A number of things flow from the decision in Lai Qin. Firstly, it is not appropriate for me to make a prediction about the outcome of the proceedings had they proceeded to final determination. In my view, this is relevant in the current circumstances to the MRA s.268(8) and (9) issues. To me, it is impossible to divorce either the actions of the miner in abandoning three applications, or the actions of the landholders in withdrawing six MRA and six EPA objections, from the overall terms of agreement. The mediated agreement, at least on the basis of all material before me, can only be viewed as a whole; that is, as an informed decision by the respective parties in resolution of all issues (save those as to costs) between them.
Would the landholders have withdrawn their objections to the six MLAs had the other three MLAs not been abandoned? Would the miner have abandoned the three MLAs without the withdrawal of the objections for the other six MLAs? It is simply impossible for me to know.
What it is possible for me to consider is the “reasonableness” of the parties in the conduct of these proceedings. Certainly, these proceedings were not for the faint-hearted. They were not only complex, but strenuously fought. However, those attributes do not of themselves lend support to the view that the actions of any of the parties were unreasonable.
Although I have no doubt that the miner considered the actions of the landholders throughout as unreasonable, likewise I have no doubt that the landholders considered the miner unreasonable. So much is clear from the respective submissions. For my part, the actions of the miner and the landholders, on the information available to me, and consistent with my observations of them, were reasonable, taken as a whole.

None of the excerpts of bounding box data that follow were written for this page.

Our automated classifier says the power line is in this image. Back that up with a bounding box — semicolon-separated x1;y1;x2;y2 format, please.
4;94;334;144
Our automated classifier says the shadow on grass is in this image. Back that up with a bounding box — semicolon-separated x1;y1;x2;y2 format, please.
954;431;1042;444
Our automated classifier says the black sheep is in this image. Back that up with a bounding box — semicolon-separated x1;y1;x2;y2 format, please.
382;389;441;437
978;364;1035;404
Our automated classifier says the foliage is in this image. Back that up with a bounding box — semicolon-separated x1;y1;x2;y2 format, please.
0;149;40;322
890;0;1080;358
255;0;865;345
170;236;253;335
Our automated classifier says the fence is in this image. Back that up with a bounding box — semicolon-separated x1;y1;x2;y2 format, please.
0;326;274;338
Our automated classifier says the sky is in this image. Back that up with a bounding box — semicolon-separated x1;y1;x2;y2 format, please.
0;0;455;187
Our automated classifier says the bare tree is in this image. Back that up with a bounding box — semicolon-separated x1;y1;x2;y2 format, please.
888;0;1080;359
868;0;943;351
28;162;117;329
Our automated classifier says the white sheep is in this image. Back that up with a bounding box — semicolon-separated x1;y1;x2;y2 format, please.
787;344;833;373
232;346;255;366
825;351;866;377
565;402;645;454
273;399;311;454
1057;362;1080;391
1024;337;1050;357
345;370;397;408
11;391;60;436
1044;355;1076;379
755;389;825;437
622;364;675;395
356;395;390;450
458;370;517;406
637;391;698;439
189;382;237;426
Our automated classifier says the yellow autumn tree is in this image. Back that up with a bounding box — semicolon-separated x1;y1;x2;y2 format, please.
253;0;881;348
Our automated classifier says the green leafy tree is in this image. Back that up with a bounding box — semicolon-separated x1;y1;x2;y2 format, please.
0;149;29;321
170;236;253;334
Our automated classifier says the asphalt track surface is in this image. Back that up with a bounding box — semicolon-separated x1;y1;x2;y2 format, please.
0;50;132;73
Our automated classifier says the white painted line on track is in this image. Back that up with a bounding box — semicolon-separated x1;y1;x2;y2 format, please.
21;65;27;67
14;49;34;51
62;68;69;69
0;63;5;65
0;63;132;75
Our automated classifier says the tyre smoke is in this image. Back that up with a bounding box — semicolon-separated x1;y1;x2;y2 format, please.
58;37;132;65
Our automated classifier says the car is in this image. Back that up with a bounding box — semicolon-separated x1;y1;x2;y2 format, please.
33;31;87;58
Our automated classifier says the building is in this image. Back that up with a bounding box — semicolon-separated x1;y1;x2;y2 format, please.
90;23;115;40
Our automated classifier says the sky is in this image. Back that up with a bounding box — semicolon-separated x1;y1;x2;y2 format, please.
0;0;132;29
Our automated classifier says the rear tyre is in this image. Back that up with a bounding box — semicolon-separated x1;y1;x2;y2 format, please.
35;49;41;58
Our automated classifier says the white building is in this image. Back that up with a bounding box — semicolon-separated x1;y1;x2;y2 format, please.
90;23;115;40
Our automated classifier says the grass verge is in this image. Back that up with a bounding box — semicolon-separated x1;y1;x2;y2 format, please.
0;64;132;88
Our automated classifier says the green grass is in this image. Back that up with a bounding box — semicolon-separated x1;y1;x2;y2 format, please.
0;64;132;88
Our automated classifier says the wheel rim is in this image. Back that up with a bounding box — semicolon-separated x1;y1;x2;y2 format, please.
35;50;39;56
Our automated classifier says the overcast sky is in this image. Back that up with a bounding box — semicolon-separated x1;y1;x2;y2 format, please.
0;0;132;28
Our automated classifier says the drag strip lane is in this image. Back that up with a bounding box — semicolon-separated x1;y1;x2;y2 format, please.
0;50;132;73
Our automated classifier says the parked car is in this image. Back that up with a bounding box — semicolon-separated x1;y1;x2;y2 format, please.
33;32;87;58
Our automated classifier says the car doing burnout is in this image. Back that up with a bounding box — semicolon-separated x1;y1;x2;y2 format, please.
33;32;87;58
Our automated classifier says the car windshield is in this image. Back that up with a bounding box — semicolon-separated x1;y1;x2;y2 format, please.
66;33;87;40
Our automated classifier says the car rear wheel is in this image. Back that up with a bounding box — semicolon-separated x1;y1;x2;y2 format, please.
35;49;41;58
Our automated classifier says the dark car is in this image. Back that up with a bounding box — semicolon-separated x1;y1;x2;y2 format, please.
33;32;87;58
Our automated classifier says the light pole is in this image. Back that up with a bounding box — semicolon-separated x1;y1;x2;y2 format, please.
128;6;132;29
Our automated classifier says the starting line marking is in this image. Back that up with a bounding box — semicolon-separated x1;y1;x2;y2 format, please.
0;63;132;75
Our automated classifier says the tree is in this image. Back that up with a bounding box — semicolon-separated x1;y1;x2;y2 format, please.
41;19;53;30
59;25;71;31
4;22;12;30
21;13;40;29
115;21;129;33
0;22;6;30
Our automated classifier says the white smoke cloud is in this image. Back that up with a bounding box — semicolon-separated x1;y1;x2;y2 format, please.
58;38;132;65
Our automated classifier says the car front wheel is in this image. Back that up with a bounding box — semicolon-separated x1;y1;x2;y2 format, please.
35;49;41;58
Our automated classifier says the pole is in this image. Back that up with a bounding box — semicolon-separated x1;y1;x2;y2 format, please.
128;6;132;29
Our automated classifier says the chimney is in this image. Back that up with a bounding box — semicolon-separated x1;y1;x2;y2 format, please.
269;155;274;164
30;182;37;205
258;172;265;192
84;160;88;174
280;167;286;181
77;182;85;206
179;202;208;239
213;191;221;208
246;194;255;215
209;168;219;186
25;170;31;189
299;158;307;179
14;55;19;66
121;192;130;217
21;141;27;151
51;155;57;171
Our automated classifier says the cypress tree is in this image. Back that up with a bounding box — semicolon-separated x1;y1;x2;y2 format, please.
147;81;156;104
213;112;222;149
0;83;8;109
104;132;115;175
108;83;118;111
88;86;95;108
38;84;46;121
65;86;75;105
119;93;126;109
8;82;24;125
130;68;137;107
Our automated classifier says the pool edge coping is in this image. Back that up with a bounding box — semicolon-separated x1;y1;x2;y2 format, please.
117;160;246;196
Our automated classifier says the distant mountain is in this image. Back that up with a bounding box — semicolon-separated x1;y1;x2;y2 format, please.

The landholders have made significant complaint against the Statutory Party. However, I agree with the submissions of Mr Loos of Counsel that much of which the landholders complain as against the Statutory Party is outside the scope of objections hearings under the EPA.
In short, in my view the Statutory Party fulfilled its important statutory function appropriately.
There remains for consideration the question of the settlement offers by both the miner and the landholders. Taken in isolation, there is certainly merit in the application brought by the miner. However, it must be remembered that the determination of costs in this matter is made pursuant to s.34 of the LCA, as well as relevant provisions of the MRA. In my view, the offer to settle made by the miner is merely one of the factors to be taken into account in my exercise of my discretion. So much was effectively conceded by the miner, in my view, in his submissions where he included the offer to settle as just one of five considerations which the miner submitted should lead to the conclusion that the order he seeks should be made. As already set out, I have found against the miner with respect to the bulk of his submissions.
In my view, it is also appropriate to take into account that the offer to settle by the miner came exceptionally late in the proceedings and certainly well after the landholders had already expended a considerable sum on their case.
In the circumstances, I do not consider it appropriate in the circumstances of this matter to make any award of costs. Accordingly, the application by both the miner and the landholders should be refused.
Orders
The applications for costs brought by both the miner and the landholders are refused.